When it comes to travel, yes. But not unapologetically so. There is a kind of desperation that washes over me when I travel - an urgent and irrational whisper in my ear that warns, This could be your last adventure. And then I am overcome by the desire to do everything, see everything, soak up as much as I can, because it could all be over too soon. As a result, I travel well by myself, but struggle to adjust to someone else's tempo. And I want to adjust, because a shared life requires it.

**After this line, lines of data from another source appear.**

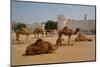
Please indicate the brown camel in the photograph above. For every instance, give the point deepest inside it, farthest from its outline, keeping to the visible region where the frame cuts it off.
(50, 32)
(82, 38)
(38, 31)
(40, 47)
(67, 31)
(23, 31)
(27, 32)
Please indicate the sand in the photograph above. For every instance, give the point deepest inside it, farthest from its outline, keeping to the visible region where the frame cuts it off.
(80, 51)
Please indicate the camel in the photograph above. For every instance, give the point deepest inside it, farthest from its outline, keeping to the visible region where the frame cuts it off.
(27, 32)
(40, 47)
(67, 31)
(82, 38)
(51, 32)
(38, 31)
(23, 31)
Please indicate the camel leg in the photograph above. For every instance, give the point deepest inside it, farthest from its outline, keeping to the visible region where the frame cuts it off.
(69, 41)
(17, 37)
(27, 37)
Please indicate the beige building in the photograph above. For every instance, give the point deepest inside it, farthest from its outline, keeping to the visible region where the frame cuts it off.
(86, 26)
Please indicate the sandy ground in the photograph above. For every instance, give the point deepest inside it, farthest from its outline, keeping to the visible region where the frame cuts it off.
(80, 51)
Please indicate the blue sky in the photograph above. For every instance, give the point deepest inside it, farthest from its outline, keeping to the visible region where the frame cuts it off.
(30, 12)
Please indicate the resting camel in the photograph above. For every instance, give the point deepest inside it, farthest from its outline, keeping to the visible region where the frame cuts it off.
(38, 31)
(82, 38)
(23, 31)
(40, 47)
(67, 31)
(27, 32)
(51, 32)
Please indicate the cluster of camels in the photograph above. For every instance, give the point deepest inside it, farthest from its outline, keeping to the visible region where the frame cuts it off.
(44, 47)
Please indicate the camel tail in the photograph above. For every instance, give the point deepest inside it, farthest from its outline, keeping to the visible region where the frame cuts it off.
(55, 47)
(77, 30)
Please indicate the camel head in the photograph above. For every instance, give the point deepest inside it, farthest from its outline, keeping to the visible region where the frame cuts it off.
(77, 30)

I wonder what would happen if I applied this sense of urgency to other parts of my life? Would I do more, make more of myself, or would I just drive everyone around me to drink?
* * *
Last night, Fauxhawk and I visited my friend G's house to be fitted for our wedding outfits. Despite having a million other things to do before the wedding, G's mother selected three saris for me, and summoned a tailor to take measurements for the short, fitted tops to accompany them. G whisked us off to select a kurta (a knee-length tunic and tapered pyjama bottoms) for Fauxhawk from a dizzying array of options ranging from the simple to the sublime. We were then stuffed full of gorgeous south Indian delights, while being thoroughly loved and spoiled by G's family. They are astonished that we came all this way to be at the wedding, and we are in turn overwhelmed by their unparalleled sweetness and generosity.
Despite the newness of everything, there is so much that is familiar to me. The easy acceptance of family chaos, the unspoken and undeniable dominance of capable women, the swarm of overtired children up too late but too much a part of things to be put to bed. Sitting among a host of strangers, I felt very much at home.
* * *
The view outside this posh hotel room is a sprawling slum - a reminder of the way properity and poverty exist side-by-side in so many parts of world, including my own.